Jessica Grose wrote a provocative essay assailing men for failing to do enough housecleaning even while they increase their share of child care and cooking. I replied that one partial solution would be for women to accept less tidy homes, rather than assume that the higher (usually female) standard of tidiness is the inherently correct one.
Now Emily Shire cuts to the heart of it by emphasizing that women prefer tidier homes because they’re judged for them and men aren’t:
Chait completely misses the part of Grose’s argument in which she agreeswith him that women have higher standards—and explains that this is a result not of innate gender differences but of the greater societal pressure on women to maintain a clean home. When her husband’s father visits, Grose says, she’s the one who feels compelled to tidy up, not her spouse, because she’s worried she’ll be the one shunned for the mess. And this double standard is not just occurring inside Grose’s feminist head. Witnessing my boyfriend’s bedroom obstacle course of old sneakers and dirty laundry, visitors have asked how I could have let it get so bad.

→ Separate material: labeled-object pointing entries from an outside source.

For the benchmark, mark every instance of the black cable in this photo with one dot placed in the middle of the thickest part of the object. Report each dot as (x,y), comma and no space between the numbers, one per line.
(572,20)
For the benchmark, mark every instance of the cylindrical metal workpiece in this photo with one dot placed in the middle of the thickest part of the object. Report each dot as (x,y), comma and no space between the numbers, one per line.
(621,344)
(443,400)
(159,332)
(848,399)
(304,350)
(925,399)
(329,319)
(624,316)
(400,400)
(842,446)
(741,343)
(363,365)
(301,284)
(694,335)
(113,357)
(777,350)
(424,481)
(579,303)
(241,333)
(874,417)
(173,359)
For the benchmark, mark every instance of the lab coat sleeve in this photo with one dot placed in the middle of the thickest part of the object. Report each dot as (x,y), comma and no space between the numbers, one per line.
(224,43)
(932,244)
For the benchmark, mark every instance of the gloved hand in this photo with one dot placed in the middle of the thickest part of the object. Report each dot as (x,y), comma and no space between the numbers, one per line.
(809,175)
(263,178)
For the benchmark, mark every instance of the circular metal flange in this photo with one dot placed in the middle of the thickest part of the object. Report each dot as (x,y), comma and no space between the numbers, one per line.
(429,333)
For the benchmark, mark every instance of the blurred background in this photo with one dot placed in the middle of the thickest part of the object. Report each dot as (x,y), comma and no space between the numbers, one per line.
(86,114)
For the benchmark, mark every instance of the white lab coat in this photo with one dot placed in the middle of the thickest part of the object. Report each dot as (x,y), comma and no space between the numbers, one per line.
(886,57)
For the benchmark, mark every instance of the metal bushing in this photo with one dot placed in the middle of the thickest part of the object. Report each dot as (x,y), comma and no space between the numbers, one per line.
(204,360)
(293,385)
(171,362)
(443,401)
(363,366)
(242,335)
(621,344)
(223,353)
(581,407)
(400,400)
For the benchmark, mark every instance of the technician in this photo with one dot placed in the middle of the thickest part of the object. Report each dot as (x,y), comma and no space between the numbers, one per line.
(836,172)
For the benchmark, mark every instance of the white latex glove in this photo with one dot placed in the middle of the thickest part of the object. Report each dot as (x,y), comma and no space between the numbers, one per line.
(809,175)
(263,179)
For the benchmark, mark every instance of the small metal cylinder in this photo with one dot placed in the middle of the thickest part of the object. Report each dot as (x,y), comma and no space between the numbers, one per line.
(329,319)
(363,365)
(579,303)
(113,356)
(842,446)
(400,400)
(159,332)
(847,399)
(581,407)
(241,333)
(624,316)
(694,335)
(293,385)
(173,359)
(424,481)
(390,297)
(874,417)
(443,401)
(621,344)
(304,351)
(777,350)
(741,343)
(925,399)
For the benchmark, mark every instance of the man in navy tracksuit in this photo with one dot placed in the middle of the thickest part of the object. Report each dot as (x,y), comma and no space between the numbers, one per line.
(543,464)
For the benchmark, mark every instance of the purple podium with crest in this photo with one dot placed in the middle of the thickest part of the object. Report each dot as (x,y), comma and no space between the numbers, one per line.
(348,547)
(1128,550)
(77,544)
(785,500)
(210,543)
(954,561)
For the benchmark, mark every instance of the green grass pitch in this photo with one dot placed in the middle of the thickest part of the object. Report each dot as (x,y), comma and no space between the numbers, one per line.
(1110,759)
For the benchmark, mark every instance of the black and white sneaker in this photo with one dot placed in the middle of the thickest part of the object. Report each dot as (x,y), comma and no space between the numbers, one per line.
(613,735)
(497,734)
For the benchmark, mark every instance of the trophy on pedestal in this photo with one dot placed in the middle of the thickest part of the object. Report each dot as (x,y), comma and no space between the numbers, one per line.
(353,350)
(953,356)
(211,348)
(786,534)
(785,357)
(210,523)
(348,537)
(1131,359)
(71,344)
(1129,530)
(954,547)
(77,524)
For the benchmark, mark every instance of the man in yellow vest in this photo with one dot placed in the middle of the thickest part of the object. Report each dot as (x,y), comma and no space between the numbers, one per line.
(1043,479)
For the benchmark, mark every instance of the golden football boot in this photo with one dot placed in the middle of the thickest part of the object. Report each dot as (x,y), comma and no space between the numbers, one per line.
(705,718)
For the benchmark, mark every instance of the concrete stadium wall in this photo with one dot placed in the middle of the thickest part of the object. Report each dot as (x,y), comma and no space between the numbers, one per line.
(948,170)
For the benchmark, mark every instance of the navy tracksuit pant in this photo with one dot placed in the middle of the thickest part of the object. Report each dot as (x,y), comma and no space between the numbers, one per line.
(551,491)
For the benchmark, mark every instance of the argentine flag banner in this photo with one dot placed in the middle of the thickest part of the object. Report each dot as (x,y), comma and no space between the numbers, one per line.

I agree that there is a vicious societal double standard at work. Here’s what I don’t get, though: Why are feminists arguing that we should accept it? Isn’t breaking down these kinds of ancient societal constructs the essential idea of feminism?
Obviously, in the context of this issue, there’s a kind of logic to it. Women and men have different ideas about cleanliness. To the extent that this is a male versus female issue, the “female” side of the argument is that men should do way more housework to make the home look the way women want it to look, and the “male” side is that women should compromise with the men on what the correct standard is, meeting somewhere in the middle.
To me, blaming the difference in standards on a gendered societal construct is correct, but also should signal that the “female” side of the argument isn’t very feminist at all. After all, men have different expectations from society, too, right? You could say men need to work longer hours or have their wives support them because they’ll be judged for it. That’s true, as far as it goes. The feminist response isn’t, “Well, we have to go along with societal standards, then!” Change the standards! Stop judging women if there’s a little clutter on the floor.